The proliferation of unplanned settlements; that have distorted traditional drainage and turned places like Kampala into a free for all swimmers' paradise during heavy rains could have been better managed.

A sensitive topic of air quality that will come up in the next few years may not even have a technocrat assigned to it: Our donors like Japan continue to support dumping decades old second hand vehicles on our roads that saves them the cost of disposing of them in their countries. Who would imagine the havoc matatus cause in orderly Japanese cities?

Donors always hide behind new projects and performance benchmarks to lend more money. PAPSCA left behind a few shiny latrines and a $100 million bill; least alone the rural water schemes. The smart ones are writing proposals for new projects to sell to new Cabinet departments that our system creates after elections.

District leaders who after the last constitutional amendments are mostly advisors rather than administrators in spite of the fact that they are elected to play along.
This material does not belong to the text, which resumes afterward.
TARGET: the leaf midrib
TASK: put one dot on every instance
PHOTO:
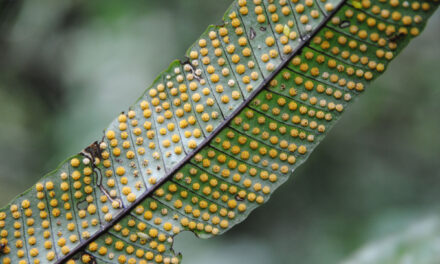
(304, 41)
Everyone wants to be an expert at begging and receiving donor funds; either in an Aids ravaged district like Rakai or a war ravaged one like Pader.

The President continues his pitch for more industries, ignoring the more high value ones like cottage industries that are organic based: dairy processing, market gardening and coffee processing that can deliver the same dollars per capita to the lowest consumption unit the household, without the subsidies that "players" like the highly mobile textile industry a.k.a Tri-Star deliver.

There is a lot of good from having wealth more evenly distributed in the country. Not everyone aspires to live in a $1million mansion in Kololo with a $20,000 annual electricity bill. Folks need a responsive and smart government to take care of the big issues, energy, environment, water, natural resources and infrastructure.